I’m a pretty big fan of Malcolm Gladwell books. They get me to look at things with a different perspective and consider possibilities that I perhaps wouldn’t have considered on my own. His most recent work, David and Goliath, examines the idea of the underdog and how things we think are disadvantages aren’t always so. So far I would say it’s significantly less interesting than Outliers, but in fairness Outliers is probably one of the five best things I’ve ever read. The most recent chapter I finished dealt with the idea of being a little fish in a big pond versus being a big fish in a little pond, centrally focused on the difference between going to a prestigious university as opposed to a state school or small college. I won’t spoil the details (they’re well worth a look), but the chapter suggests that being at the top of a smaller pond is actually more advantageous than being buried somewhere in the middle of the larger pond, and it got me thinking about essentially the same questions as it relates to postsecondary music education.
I went to state schools for college. I never applied to a conservatory for my undergraduate degree, and I only applied to one for my graduate degree (I didn’t get in). I have no idea what the scene is like at a major conservatory like Juilliard or Eastman. At a regular ass state school like the University of Kentucky, I was among the top handful of horn players during my stay there. Had I succeeded in getting into a place like Eastman, or even a huge program like Michigan or Indiana, I likely would have been somewhere in the middle or perhaps near the bottom.
One of the first things I thought about was attention given to individual students. I went through an embouchure change freshman year because my old (and horrifically wrong) approach failed me and I blew my chops out. Would I have received the attention that my teacher at UK gave me that helped me recover and become a better player? Would I have been left to fend for myself? I have no idea.
Perhaps the most interesting question concerns the experience of actually playing in ensembles, especially orchestras. I was fortunate enough to get to perform some amazing repertoire in both chamber ensembles and large ensembles, gaining valuable experience in the art of collaboration, listening, and understanding musical concepts. Where a state school probably has two orchestras (one usually being comprised of a lot of music minors and occasionally community members), I imagine a major conservatory has a shitload of groups everywhere you look.
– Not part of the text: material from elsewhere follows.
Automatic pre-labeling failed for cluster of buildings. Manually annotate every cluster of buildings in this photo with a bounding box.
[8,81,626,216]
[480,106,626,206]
Does someone at or near the bottom of a studio at Juilliard get to play in the (insert instrument) section on a Beethoven symphony or a Strauss tone poem with a quality ensemble?
Obviously this is mostly just a series of questions, because as I said I have no concept of the “big pond” music education world. Anyone who does have that experience is encouraged to clue me in, because I welcome the insight wholeheartedly. My assumptions are largely centered around the idea of competitiveness: I imagine Eastman and the like to be groups of alpha dogs who were the best in their respective high schools, cities, states, and regions all converging in one place and measuring themselves against each other. And that might be complete and utter bullshit.
Help me out y’all. In the comments give me a brief (as brief as you want) opinion about the value of your musical education, wherever it was from.